第294話 潁川太守歩兵校尉恭荻将軍


 董卓は意外だった、予想していたどれとも全く違った言葉に賈翅をチラっとみてしまう。すると賈翅ですら想定外だったのか、むう……と思考しているではないか。視線を戻して董卓は考えた。段猥がどこでどうしようとさして重要ではない、むしろ清流派の眼鏡にかなう才能を持っていた部分にこそ利用価値を見いだした。


「確かに段猥は農業について詳しく経験がある。そうか。それならば司空の願いを聞き届けるのが相国としての務めであろう、のう賈翅」


「仰る通りに。潁川太守は改めて適任者を人選致します」



 意見を求めているのではない、董卓はもう既にそうするべきだと決めた、声色で心を読んで従ってしまう。これが談合の末の細やかな抵抗だとはこの場では気づけなかったらしい。


「相国のご判断、有り難く存じます。これで国家の農事が向上しましょうぞ」


 うんうん、と満更でもなく頷いて朝議は締めくくられた。怪訝な部分はあったが、より上位の官職を勧められたのでそんなこともあるかと、司空の心変わりを賈翅も認めてしまう。それから数日、荀攸から潁川太守に島介を推薦すると上奏があった時は、騙されたと大いに怒り狂う董卓の姿が宮の奥で見られたそうな。

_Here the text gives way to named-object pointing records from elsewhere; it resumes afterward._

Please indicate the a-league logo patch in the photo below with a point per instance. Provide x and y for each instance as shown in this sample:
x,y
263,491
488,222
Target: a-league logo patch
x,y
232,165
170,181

 その翌月だ、地震があったからと責めを受け仲拂は司空を免官されてしまうのであった。



 潁川太守に認められた直後に、城外に留まっている汝南軍へ使者を出すことにした、むろんそれは荀彧が買って出る。単身赴いて数刻、潁陰城へ戻って来る姿が見られると同時に、汝南軍が備えを解いて遠ざかっていくと報告が上がって来た。


「徐蓼太守はその役目ゆえにここまでやってきていたことがはっきりとしたな。ああいうのを国家の忠臣というんだよ」


 しっかりとした姿勢を見せつつ、現状を知って攻撃をしてこずに、適正だと確認されると速やかに軍を退かせる。誰にでも出来るようなことではない。軍勢をようやく割ることが出来るようになったので、荀彧に兵をつけて送り出す。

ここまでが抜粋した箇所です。